Он церемонно приник к прохладной атласной ручке Стефании и ощутил привычную реакцию своего могучего организма на подобный раздражитель.
Виолончель, альт и скрипки запели слаще и пронзительнее.
«Возьму её прямо здесь и сейчас! – пронеслось в горячей голове. – Виновник я торжества, или как!»
Однако пришлось срочно трезветь, делать шаг вправо и жать руку удачливому компаньону:
– Рад приветствовать.
Это были слова отца, капитана первого ранга Чекашкина, которые сейчас почему-то вдруг вспомнились.
– Уважаемый господин Брут! – снова глухо, но торжественно зазвучала скороговорка Адама Устяхина. – Те, кто имеют счастье работать с вами, не дадут соврать, какой это безмерный капитал – иметь такого партнёра. Поделюсь одним своим, где-то даже интимным, секретом. Каждое утро я смотрю в зеркало и говорю изображению: «Тебе хорошо, с тобой сам Брут работает». И только потом спохватываюсь, что говорю это сам себе.
Именно в эту секунду поднесли шампанское – ни раньше, ни позже.

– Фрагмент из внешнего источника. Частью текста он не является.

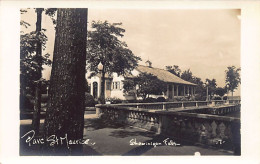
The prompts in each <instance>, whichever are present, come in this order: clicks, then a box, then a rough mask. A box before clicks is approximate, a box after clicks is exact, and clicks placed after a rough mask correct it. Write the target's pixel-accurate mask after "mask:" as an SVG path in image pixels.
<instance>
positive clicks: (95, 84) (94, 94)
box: [93, 82, 98, 99]
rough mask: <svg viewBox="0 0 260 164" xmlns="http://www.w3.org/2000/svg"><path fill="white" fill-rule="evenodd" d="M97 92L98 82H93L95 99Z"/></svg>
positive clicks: (93, 87) (97, 97)
mask: <svg viewBox="0 0 260 164" xmlns="http://www.w3.org/2000/svg"><path fill="white" fill-rule="evenodd" d="M97 93H98V84H97V82H93V97H94V99H97V98H98V97H97Z"/></svg>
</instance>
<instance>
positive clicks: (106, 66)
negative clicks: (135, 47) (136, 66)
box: [87, 21, 141, 99]
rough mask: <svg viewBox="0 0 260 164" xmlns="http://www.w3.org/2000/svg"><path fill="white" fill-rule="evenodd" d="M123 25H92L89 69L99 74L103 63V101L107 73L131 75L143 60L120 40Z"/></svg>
mask: <svg viewBox="0 0 260 164" xmlns="http://www.w3.org/2000/svg"><path fill="white" fill-rule="evenodd" d="M121 25H122V23H113V24H110V23H108V22H107V21H105V22H101V21H98V22H95V21H93V22H92V24H91V27H92V30H91V31H89V32H88V42H87V61H88V63H89V65H88V68H89V69H90V70H91V71H93V74H92V75H94V74H97V73H98V72H99V70H98V65H99V64H100V63H101V64H102V65H103V68H102V70H101V99H104V88H105V78H104V77H105V73H112V72H116V73H118V74H119V75H124V74H126V73H131V71H132V70H133V69H134V68H135V67H136V66H137V62H138V60H141V58H139V57H137V56H135V55H134V54H133V53H132V51H131V50H130V49H129V48H128V47H127V44H126V43H125V42H123V41H121V40H120V39H119V38H122V37H123V36H124V34H123V33H124V32H125V29H123V28H121V27H120V26H121Z"/></svg>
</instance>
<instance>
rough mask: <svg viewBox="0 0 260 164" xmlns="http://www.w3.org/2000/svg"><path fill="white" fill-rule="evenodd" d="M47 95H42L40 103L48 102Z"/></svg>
mask: <svg viewBox="0 0 260 164" xmlns="http://www.w3.org/2000/svg"><path fill="white" fill-rule="evenodd" d="M48 98H49V97H48V95H47V94H42V99H41V101H42V103H47V102H48Z"/></svg>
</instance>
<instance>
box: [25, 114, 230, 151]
mask: <svg viewBox="0 0 260 164" xmlns="http://www.w3.org/2000/svg"><path fill="white" fill-rule="evenodd" d="M43 122H44V120H41V125H43ZM20 123H21V125H22V126H21V129H23V128H24V129H28V128H29V125H30V123H31V120H22V121H21V122H20ZM84 138H85V139H90V140H89V141H90V143H95V144H94V145H92V144H89V145H84V154H86V155H194V154H195V152H199V153H200V154H201V155H233V154H232V152H228V151H224V150H223V151H222V150H219V149H212V148H207V147H202V146H194V145H190V144H187V143H183V142H180V141H178V140H175V139H174V138H169V139H168V144H169V143H173V144H174V142H175V143H176V144H181V145H180V146H177V145H175V146H172V145H171V146H169V145H165V142H164V140H165V139H167V138H168V137H165V136H160V135H156V134H154V133H152V132H149V131H145V130H143V129H139V128H133V127H129V126H124V125H120V124H111V123H108V122H104V121H101V120H99V119H97V118H96V115H95V114H88V115H85V128H84ZM170 140H172V142H170ZM130 141H132V143H136V144H137V145H136V144H134V145H130ZM139 142H140V143H141V144H146V145H138V143H139ZM150 143H152V144H157V145H158V146H152V145H148V144H150ZM28 152H29V151H28Z"/></svg>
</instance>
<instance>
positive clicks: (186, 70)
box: [181, 69, 193, 83]
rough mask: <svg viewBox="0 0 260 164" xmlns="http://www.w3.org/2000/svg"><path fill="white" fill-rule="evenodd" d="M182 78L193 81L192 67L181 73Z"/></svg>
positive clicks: (190, 81) (183, 79)
mask: <svg viewBox="0 0 260 164" xmlns="http://www.w3.org/2000/svg"><path fill="white" fill-rule="evenodd" d="M181 78H182V79H183V80H186V81H189V82H192V83H193V75H192V72H191V71H190V69H188V70H185V71H184V72H183V73H182V74H181Z"/></svg>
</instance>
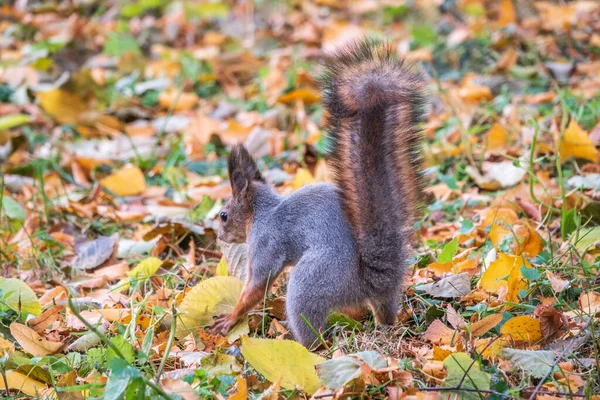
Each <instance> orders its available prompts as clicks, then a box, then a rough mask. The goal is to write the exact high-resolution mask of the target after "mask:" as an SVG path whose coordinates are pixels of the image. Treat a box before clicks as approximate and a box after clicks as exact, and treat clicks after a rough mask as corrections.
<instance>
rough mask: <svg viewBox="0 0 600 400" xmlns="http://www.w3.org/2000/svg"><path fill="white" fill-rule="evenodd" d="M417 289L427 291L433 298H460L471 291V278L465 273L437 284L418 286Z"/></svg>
mask: <svg viewBox="0 0 600 400" xmlns="http://www.w3.org/2000/svg"><path fill="white" fill-rule="evenodd" d="M415 289H416V290H422V291H425V292H426V293H427V294H429V295H431V296H433V297H446V298H455V297H460V296H464V295H466V294H469V292H470V291H471V277H470V275H469V274H468V273H466V272H463V273H460V274H458V275H450V276H448V277H446V278H443V279H441V280H439V281H437V282H435V283H428V284H425V285H420V286H417V287H415Z"/></svg>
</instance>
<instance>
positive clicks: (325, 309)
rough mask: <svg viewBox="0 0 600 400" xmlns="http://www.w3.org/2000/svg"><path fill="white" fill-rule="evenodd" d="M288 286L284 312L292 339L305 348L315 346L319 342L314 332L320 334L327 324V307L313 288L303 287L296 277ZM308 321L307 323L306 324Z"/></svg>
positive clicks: (296, 277)
mask: <svg viewBox="0 0 600 400" xmlns="http://www.w3.org/2000/svg"><path fill="white" fill-rule="evenodd" d="M295 278H296V279H294V274H293V273H292V278H291V279H290V283H289V285H288V293H287V298H286V305H285V311H286V314H287V319H288V324H289V327H290V328H291V330H292V333H293V334H294V339H296V341H298V342H300V343H302V344H303V345H304V346H305V347H307V348H309V349H310V348H311V347H314V346H316V345H317V344H318V343H319V341H318V337H317V334H316V333H315V331H316V332H319V333H322V332H323V329H324V328H325V326H326V323H327V316H328V310H329V307H327V305H326V304H323V301H322V297H320V296H317V293H316V292H315V290H314V289H315V288H314V287H313V288H311V287H307V286H305V285H304V284H303V283H304V282H302V281H299V279H298V276H296V277H295ZM307 321H308V323H307Z"/></svg>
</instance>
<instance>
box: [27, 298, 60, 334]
mask: <svg viewBox="0 0 600 400" xmlns="http://www.w3.org/2000/svg"><path fill="white" fill-rule="evenodd" d="M64 309H65V307H64V306H61V305H56V306H53V307H50V308H49V309H47V310H46V311H44V312H43V313H42V314H41V315H40V316H39V317H36V318H32V319H30V320H29V321H27V324H28V325H29V326H30V327H31V328H32V329H33V330H34V331H35V332H36V333H37V334H38V335H41V334H42V333H43V332H44V330H46V329H48V328H57V327H58V324H59V323H60V321H61V320H62V318H61V315H60V314H61V313H62V312H63V311H64Z"/></svg>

Адам сообразил, что над сценарием работали всерьёз. Ему давали понять, что надо лаконичнее, – там уже очередь. Он поднял тяжеленный фужер:
– С днём рождения! И огромное вам спасибо, что вы осчастливили наш грешный мир своим криком ровно тридцать четыре года назад!
«Дурашка, мне только будет тридцать два, – прокомментировал Кинжал про себя тост Дрозда, – я моложе и намного умнее, чем ты думаешь».
На золочёном подносе внесли нечто, покрытое белоснежной до голубизны салфеткой.
Адам принял поднос, кивнул супруге, и та, всё ещё не «снимая» с очаровательного лица улыбки, сдёрнула покрывало.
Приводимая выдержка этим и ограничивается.